Good Friday is officially a holiday for the Wall Street and the U.S. stock exchanges. Except for three occasions (per Bloomberg 1898, 1906 and 1907), the New York Stock Exchange – the largest and one of the oldest exchanges of the world – has always closed on this day.
It is interesting to note that the Friday preceding Easter weekend is the only non-federal holiday on which NYSE remains closed. Although 2015 is not going to be an exception, the Labor Department’s decision to release its all-important monthly employment report will keep investors on the lookout for a better opportunity to enter the market in the next trading session.
Healthcare presents significant growth opportunity for investors. Per Factset data quoted by MarketWatch, year-to-date return for the Healthcare sector stands at 6.2% followed by consumer discretionary at 4%. It is worth noting that Healthcare was the second strongest sector in 2014 (23% return) and only lagged Utilities (24% return) by a slim margin.
Among healthcare sub-sectors, managed healthcare, biotechnology, healthcare services and medical devices are expected to perform well in the near term. We favor medical devices (equipment and instruments) companies owing to their growing importance in maintaining standard of healthcare in a cost-effective way.
The growing demand for minimally invasive technologies, in-vitro diagnostic (“IVD”) products, discrete and multiplexed assays, molecular diagnostics tools among others are key growth catalysts in our view. An aging demography is expected to boost demand for orthopedic and cardiovascular implants as well as intervertabral spacers, orthobiologics, cardiac pacemakers and many more.
Here we present 4 top-ranked stocks that sport favorable characteristics to outperform:
Inogen (INGN - Free Report)
This Goleta, CA-based company offers innovative respiratory products for use in the homecare setting.
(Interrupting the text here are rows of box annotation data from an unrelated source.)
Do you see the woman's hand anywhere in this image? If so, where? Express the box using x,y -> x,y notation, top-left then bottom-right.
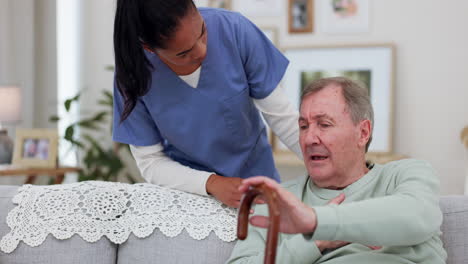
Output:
206,174 -> 242,208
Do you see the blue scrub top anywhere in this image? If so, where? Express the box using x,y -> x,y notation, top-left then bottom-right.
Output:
113,8 -> 289,181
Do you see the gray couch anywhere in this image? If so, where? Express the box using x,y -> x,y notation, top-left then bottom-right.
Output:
0,186 -> 468,264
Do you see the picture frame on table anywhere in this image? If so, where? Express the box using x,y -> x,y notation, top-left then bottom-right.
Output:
273,44 -> 395,157
288,0 -> 314,33
319,0 -> 371,34
13,129 -> 58,168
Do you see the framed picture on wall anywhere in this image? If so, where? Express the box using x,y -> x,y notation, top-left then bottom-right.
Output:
260,26 -> 279,48
273,44 -> 395,153
319,0 -> 370,34
288,0 -> 314,33
13,129 -> 58,168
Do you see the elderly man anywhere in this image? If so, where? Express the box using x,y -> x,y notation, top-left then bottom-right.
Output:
228,77 -> 447,264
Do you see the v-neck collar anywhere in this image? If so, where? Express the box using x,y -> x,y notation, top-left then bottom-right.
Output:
304,164 -> 381,200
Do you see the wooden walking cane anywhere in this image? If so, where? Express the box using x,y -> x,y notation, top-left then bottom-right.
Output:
237,184 -> 280,264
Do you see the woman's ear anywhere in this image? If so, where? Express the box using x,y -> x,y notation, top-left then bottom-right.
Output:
142,43 -> 155,53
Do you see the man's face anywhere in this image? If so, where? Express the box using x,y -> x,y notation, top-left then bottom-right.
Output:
156,10 -> 207,66
299,84 -> 370,189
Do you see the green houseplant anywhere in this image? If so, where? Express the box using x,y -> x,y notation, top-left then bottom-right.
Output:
49,90 -> 137,183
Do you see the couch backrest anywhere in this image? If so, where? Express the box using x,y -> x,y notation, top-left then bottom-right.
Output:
0,186 -> 468,264
440,195 -> 468,264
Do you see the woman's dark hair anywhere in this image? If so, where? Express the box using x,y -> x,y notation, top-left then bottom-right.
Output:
114,0 -> 195,122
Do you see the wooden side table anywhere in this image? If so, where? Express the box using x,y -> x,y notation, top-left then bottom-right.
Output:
0,165 -> 80,184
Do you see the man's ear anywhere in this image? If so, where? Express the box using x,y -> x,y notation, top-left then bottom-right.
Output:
358,120 -> 372,148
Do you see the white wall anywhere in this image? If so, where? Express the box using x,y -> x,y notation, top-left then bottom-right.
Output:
33,0 -> 57,128
0,0 -> 35,127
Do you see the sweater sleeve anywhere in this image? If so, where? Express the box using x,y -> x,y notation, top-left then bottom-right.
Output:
130,144 -> 213,195
312,160 -> 442,246
226,205 -> 322,264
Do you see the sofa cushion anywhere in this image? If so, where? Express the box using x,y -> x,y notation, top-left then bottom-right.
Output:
0,186 -> 117,264
440,195 -> 468,264
118,229 -> 235,264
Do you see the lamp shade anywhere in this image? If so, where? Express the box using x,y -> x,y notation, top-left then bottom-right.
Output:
0,86 -> 21,123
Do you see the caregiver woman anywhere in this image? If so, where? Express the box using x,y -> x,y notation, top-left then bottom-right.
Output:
113,0 -> 301,207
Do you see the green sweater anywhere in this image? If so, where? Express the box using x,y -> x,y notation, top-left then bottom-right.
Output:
227,159 -> 447,264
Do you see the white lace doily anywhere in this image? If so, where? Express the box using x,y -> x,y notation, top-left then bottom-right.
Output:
0,181 -> 237,253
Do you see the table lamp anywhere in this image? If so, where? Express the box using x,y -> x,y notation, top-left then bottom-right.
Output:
0,85 -> 21,164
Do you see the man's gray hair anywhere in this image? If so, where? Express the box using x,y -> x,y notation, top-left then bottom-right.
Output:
301,77 -> 374,152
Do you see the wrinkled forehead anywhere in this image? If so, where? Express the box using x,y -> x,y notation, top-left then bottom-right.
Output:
160,9 -> 204,53
300,85 -> 349,119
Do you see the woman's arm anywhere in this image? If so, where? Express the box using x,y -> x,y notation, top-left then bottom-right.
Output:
130,144 -> 242,207
130,144 -> 213,195
253,86 -> 302,159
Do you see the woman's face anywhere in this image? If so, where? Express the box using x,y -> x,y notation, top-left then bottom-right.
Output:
155,9 -> 208,66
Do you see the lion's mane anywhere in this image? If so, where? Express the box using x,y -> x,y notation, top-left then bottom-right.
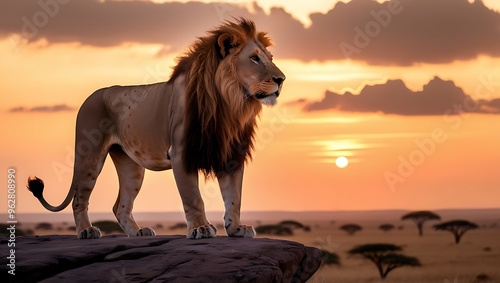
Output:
169,19 -> 271,177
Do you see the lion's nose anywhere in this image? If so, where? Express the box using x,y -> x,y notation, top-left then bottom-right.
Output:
273,77 -> 285,85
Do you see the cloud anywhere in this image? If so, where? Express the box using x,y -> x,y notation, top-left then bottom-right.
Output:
9,104 -> 76,113
0,0 -> 500,65
304,77 -> 500,115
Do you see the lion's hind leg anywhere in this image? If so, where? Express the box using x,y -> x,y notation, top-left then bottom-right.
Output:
109,145 -> 156,237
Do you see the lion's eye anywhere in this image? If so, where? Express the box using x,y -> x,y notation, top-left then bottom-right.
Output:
250,55 -> 260,64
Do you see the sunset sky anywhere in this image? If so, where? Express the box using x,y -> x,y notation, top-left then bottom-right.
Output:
0,0 -> 500,213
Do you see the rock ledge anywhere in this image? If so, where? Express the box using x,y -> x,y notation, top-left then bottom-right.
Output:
0,235 -> 321,283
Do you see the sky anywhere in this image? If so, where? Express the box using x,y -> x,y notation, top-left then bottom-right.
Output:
0,0 -> 500,213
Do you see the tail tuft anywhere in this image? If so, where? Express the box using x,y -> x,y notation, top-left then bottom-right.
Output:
26,176 -> 44,199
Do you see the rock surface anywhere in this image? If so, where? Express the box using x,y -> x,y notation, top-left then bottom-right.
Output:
0,236 -> 321,283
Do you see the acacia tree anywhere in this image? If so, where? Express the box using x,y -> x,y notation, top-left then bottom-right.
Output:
434,220 -> 479,245
348,244 -> 421,279
401,211 -> 441,236
339,224 -> 363,235
378,224 -> 395,232
321,250 -> 340,267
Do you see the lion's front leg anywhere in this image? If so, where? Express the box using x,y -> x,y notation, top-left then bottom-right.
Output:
218,168 -> 256,238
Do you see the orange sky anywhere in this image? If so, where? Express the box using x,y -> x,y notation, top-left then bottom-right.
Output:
0,0 -> 500,213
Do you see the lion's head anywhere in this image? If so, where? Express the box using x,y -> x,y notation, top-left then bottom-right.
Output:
169,19 -> 285,177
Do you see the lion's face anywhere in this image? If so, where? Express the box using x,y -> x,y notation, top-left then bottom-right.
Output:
236,39 -> 286,105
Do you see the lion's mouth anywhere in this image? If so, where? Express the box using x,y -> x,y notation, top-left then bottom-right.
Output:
255,90 -> 280,99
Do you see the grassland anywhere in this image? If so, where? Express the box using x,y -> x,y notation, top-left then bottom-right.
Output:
11,212 -> 500,283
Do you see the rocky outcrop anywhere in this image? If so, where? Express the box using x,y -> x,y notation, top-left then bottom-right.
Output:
0,236 -> 321,283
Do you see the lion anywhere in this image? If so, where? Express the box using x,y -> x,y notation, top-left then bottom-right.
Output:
28,18 -> 285,239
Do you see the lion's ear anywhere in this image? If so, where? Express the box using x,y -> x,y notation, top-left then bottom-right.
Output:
217,33 -> 237,58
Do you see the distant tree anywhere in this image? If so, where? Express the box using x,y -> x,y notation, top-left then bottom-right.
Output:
378,224 -> 396,232
321,250 -> 340,266
348,244 -> 421,279
401,211 -> 441,236
339,224 -> 363,235
278,220 -> 311,232
434,220 -> 479,245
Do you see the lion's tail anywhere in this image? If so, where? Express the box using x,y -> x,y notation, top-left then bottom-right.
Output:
26,176 -> 75,212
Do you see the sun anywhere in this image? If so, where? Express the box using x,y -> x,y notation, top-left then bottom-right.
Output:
335,156 -> 349,168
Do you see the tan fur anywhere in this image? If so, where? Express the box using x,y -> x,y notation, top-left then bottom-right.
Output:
28,19 -> 285,238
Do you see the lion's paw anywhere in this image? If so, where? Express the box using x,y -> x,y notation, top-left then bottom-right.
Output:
78,226 -> 101,239
137,227 -> 156,237
227,225 -> 257,238
186,224 -> 217,239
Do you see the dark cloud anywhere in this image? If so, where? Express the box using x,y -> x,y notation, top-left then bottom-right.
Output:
0,0 -> 500,65
304,77 -> 500,115
9,104 -> 76,113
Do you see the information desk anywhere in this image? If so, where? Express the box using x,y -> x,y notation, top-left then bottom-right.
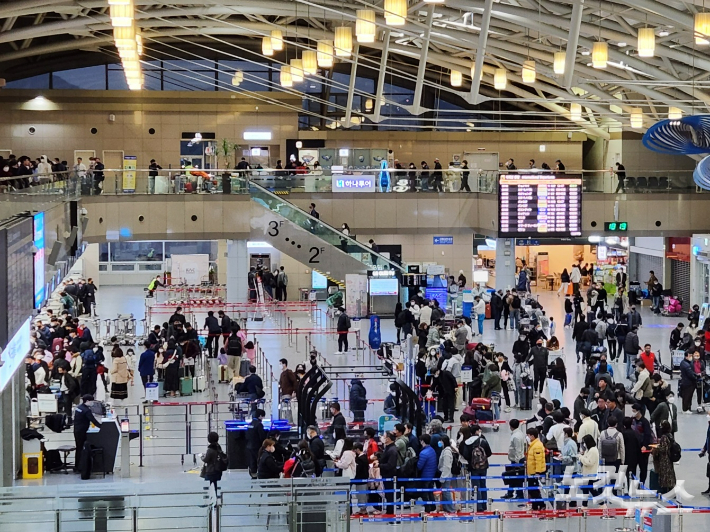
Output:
224,419 -> 299,469
498,174 -> 582,237
86,417 -> 121,473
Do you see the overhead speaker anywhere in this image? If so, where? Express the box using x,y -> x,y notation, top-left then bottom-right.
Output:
47,241 -> 62,266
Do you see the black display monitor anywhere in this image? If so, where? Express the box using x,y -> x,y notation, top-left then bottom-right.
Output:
498,173 -> 582,237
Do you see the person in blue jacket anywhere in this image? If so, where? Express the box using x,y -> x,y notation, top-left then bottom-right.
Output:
417,434 -> 438,512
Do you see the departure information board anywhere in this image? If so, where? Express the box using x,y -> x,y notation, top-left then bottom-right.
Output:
498,174 -> 582,237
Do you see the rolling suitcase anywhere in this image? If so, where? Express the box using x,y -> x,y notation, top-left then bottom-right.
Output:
192,375 -> 205,393
180,377 -> 192,395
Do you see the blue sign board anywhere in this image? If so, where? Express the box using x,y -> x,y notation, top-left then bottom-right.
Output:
515,238 -> 540,246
Inogen’s unique direct-to-customer (DTC) business model, innovative product portfolio, growing patient base, increasing international sales and expansions are expected to boost top-line growth.
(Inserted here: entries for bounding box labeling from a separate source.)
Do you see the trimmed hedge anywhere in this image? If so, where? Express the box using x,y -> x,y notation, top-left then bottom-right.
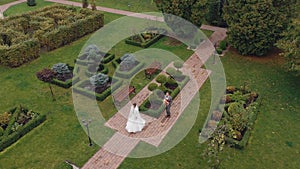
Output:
40,9 -> 103,51
113,61 -> 144,79
219,40 -> 227,50
0,5 -> 104,67
148,83 -> 158,91
75,53 -> 115,66
51,77 -> 79,88
125,32 -> 165,48
73,79 -> 122,101
0,39 -> 40,67
0,115 -> 47,151
85,65 -> 108,77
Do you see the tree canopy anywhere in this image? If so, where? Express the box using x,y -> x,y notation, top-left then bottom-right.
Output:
223,0 -> 295,56
276,2 -> 300,76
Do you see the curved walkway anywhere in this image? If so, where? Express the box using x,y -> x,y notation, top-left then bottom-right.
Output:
0,0 -> 226,169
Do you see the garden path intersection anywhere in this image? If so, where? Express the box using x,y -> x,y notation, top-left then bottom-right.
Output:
0,0 -> 226,169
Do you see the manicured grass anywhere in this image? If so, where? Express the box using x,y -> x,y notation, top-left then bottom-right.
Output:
0,0 -> 300,169
4,0 -> 53,16
0,0 -> 16,5
71,0 -> 158,12
120,48 -> 300,169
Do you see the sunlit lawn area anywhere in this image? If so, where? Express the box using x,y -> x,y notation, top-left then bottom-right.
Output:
0,0 -> 300,169
71,0 -> 158,12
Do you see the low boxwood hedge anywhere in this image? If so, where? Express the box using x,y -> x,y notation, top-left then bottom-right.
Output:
113,60 -> 144,79
51,76 -> 79,88
73,78 -> 122,101
125,34 -> 164,48
75,53 -> 115,66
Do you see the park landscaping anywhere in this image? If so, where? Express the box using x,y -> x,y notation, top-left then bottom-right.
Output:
0,0 -> 300,168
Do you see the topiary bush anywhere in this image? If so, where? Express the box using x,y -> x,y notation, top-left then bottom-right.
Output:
156,74 -> 167,84
120,54 -> 137,71
90,73 -> 109,87
148,83 -> 158,91
173,60 -> 183,70
36,68 -> 55,82
216,47 -> 223,55
219,40 -> 227,50
52,63 -> 71,75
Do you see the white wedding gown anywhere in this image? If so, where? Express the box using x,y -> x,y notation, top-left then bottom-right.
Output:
126,106 -> 146,133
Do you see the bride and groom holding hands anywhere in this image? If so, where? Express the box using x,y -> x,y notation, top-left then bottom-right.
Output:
125,92 -> 172,133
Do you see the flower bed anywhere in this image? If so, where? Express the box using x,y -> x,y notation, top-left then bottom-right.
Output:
39,63 -> 79,88
75,52 -> 115,65
0,106 -> 46,151
201,86 -> 259,149
125,28 -> 166,48
113,54 -> 144,79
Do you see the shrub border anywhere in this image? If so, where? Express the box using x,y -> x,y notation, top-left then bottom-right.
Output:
73,78 -> 122,101
0,109 -> 47,151
125,31 -> 166,48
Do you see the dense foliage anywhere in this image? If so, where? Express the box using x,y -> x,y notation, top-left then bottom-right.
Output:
224,0 -> 295,56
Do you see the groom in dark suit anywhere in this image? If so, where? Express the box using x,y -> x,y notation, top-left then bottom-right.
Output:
164,92 -> 172,117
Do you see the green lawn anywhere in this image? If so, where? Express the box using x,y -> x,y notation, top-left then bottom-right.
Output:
3,0 -> 53,16
0,1 -> 300,169
0,0 -> 16,5
71,0 -> 158,12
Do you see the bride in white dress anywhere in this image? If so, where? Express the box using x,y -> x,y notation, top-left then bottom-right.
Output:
126,103 -> 146,133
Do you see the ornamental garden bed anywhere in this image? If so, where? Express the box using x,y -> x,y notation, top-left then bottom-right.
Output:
201,86 -> 259,149
0,106 -> 46,151
73,73 -> 122,101
113,53 -> 144,79
75,44 -> 115,65
140,72 -> 189,118
125,27 -> 166,48
0,5 -> 103,67
37,63 -> 79,88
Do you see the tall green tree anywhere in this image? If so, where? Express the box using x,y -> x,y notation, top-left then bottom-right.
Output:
155,0 -> 207,27
224,0 -> 295,56
276,17 -> 300,76
155,0 -> 207,49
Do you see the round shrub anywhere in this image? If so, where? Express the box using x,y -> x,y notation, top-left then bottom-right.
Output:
52,63 -> 70,74
148,83 -> 158,91
166,67 -> 177,76
90,73 -> 109,87
156,75 -> 167,83
216,47 -> 223,55
167,78 -> 177,85
173,60 -> 183,70
120,54 -> 136,71
219,40 -> 227,50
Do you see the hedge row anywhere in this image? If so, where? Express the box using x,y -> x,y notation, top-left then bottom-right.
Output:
51,77 -> 79,89
0,5 -> 104,67
85,65 -> 108,77
0,39 -> 40,67
223,101 -> 258,149
113,60 -> 144,79
125,34 -> 164,48
40,12 -> 103,51
74,53 -> 115,66
73,79 -> 122,101
0,115 -> 46,151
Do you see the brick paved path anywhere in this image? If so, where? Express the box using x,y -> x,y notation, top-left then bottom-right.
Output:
0,0 -> 226,169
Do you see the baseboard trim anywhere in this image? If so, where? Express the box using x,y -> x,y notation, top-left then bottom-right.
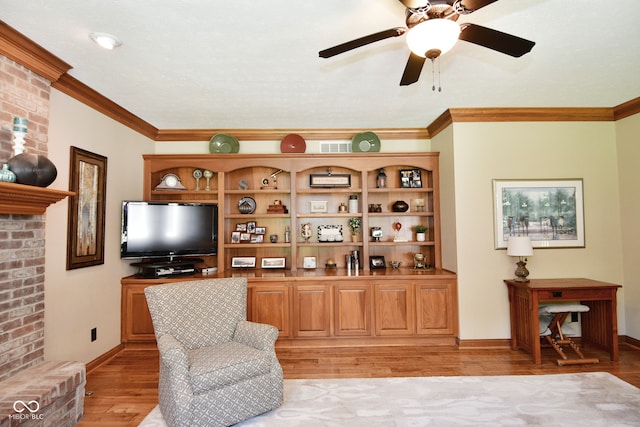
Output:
458,338 -> 511,350
620,335 -> 640,350
87,343 -> 124,374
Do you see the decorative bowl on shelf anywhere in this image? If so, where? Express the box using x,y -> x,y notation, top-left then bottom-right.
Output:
391,200 -> 409,212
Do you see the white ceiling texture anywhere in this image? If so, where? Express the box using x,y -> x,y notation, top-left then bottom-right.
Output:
0,0 -> 640,129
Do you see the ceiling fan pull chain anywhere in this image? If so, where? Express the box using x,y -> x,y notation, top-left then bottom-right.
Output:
431,58 -> 436,92
437,57 -> 442,92
431,56 -> 442,92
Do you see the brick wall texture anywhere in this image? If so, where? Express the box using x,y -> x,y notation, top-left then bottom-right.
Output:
0,55 -> 51,381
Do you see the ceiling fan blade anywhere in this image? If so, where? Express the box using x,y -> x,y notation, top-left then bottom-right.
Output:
461,0 -> 498,11
459,24 -> 536,58
400,52 -> 427,86
318,27 -> 407,58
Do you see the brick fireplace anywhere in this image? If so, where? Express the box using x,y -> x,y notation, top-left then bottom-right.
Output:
0,56 -> 51,381
0,55 -> 86,427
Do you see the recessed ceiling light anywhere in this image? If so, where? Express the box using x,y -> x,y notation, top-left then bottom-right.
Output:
89,33 -> 122,50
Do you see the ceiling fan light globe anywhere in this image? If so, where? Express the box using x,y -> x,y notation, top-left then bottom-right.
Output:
89,33 -> 122,50
407,18 -> 460,59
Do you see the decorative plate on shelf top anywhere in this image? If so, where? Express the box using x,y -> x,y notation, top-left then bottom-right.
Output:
238,196 -> 256,214
209,133 -> 240,154
351,132 -> 380,153
280,133 -> 307,153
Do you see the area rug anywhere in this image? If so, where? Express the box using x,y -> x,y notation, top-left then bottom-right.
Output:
140,372 -> 640,427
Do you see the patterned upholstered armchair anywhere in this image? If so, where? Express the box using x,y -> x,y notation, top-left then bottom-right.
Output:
145,278 -> 283,427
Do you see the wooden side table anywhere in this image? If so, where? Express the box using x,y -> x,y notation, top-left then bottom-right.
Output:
504,278 -> 621,365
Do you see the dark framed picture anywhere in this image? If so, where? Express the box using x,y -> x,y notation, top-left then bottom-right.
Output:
231,256 -> 256,268
369,255 -> 387,269
400,169 -> 422,188
67,146 -> 107,270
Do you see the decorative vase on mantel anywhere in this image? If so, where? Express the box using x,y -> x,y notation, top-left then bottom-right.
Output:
0,163 -> 16,182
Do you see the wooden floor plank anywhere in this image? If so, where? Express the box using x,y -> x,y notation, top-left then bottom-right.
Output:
78,344 -> 640,427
Zacks Rank #1 (Strong Buy)
Long-term EPS growth: 21%
Estimate Revision (F1): 4.8%
Edwards Lifesciences Corp (EW - Free Report)
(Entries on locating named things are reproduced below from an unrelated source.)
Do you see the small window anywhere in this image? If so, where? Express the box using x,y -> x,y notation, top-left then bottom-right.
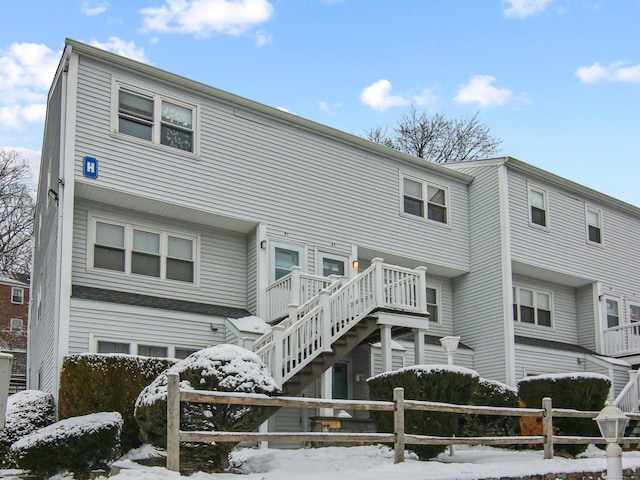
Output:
513,287 -> 552,327
605,298 -> 620,328
587,207 -> 602,245
11,287 -> 24,305
427,287 -> 440,323
529,187 -> 547,227
117,85 -> 196,152
10,318 -> 24,332
402,177 -> 448,223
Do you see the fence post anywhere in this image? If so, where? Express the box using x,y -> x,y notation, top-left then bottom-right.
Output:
393,387 -> 404,463
167,372 -> 180,472
542,397 -> 553,460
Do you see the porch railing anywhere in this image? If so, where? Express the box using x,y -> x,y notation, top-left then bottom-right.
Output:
253,258 -> 427,385
604,323 -> 640,355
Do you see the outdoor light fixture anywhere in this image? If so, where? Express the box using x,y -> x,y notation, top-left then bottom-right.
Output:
440,336 -> 460,365
593,402 -> 629,480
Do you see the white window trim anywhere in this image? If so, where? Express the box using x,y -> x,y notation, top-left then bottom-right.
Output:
111,78 -> 200,157
11,287 -> 24,305
584,205 -> 604,247
527,184 -> 551,230
400,173 -> 451,227
87,212 -> 200,286
512,284 -> 556,329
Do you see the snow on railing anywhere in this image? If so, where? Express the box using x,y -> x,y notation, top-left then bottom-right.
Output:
253,258 -> 427,386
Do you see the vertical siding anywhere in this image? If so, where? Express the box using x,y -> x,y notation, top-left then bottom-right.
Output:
453,167 -> 509,382
73,202 -> 247,308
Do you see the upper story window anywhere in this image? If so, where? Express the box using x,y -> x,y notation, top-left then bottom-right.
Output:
586,207 -> 602,245
529,186 -> 548,227
90,219 -> 197,283
513,287 -> 552,327
11,287 -> 24,305
117,84 -> 197,153
427,287 -> 440,323
402,177 -> 448,223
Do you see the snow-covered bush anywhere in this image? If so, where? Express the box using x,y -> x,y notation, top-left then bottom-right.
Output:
10,412 -> 122,478
58,353 -> 175,451
135,344 -> 278,471
0,390 -> 56,468
518,372 -> 611,455
367,365 -> 480,460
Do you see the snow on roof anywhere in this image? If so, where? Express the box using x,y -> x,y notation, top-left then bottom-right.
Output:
228,315 -> 271,333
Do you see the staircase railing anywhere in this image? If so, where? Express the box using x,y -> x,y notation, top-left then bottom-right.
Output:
253,258 -> 427,385
613,369 -> 640,412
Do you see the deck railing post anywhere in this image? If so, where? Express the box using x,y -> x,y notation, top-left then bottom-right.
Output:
393,387 -> 404,463
167,372 -> 180,472
271,325 -> 284,388
542,397 -> 553,460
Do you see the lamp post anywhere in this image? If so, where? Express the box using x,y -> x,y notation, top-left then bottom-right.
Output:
594,402 -> 629,480
440,337 -> 460,365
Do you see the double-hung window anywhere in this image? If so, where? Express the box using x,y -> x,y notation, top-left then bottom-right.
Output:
117,84 -> 197,153
90,218 -> 198,283
513,287 -> 552,327
529,186 -> 548,227
402,177 -> 448,223
586,207 -> 602,245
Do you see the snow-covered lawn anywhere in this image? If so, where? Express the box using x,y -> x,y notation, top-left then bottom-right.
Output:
0,446 -> 640,480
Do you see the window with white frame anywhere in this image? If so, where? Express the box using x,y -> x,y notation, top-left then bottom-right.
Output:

This Irvine, CA-based company is a leading player in the field of heart valve therapy. With an increase in aging population, the number of people with cardiovascular disease is likely to grow manifold. Edwards Lifesciences is currently well placed and should be poised even better in the future to serve this market with its leading minimally invasive technologies.
Zacks Rank #2 (Buy)
Long-term EPS growth: 15.1%
Estimate Revision (F1): 4.5%
Luminex Corp. (LMNX - Free Report)
This Austin, TX-based company’s open-architecture multiplexing xMAP (Multi-Analyte Profiling) technology is sold worldwide. 2015 will be a key transitional year for Luminex as it prepares for the launch of ARIES as well as its new multiplexing Assay NxTAG RPP (Respiratory Pathogen Panel). While ARIES is positioned to target the low-plex testing market, NxTAG RPP eyes the moderate to high volume labs in the multiplex market.
Zacks Rank #2 (Buy)
Long-term EPS growth: 18.8%
Estimate Revision (F1): 4.1%
RTI Surgical (RTIX - Free Report)
This Alachua, FL-based company offers orthopedic and other surgical implants that repair and promote the natural healing of human bone and other human tissues. The company’s expanding product portfolio that comprises sports medicine, spine, orthofixation, and BGS & general orthopedic market is a key growth driver.
Zacks Rank: #2 (Buy)
Long-term EPS growth: 15%
Estimate Revision (F1): 17.6%
Despite reimbursement-related concerns, 2015 is forecasted to be a transition year for the medical devices sector. Healthcare providers are expected to spend more on the backdrop of an improving U.S. economy, which will eventually drive top-line growth. Additionally, the ongoing legislation to repeal a much debated 2.3% federal excise tax under Obamacare is good news for these companies, as it will boost earnings significantly.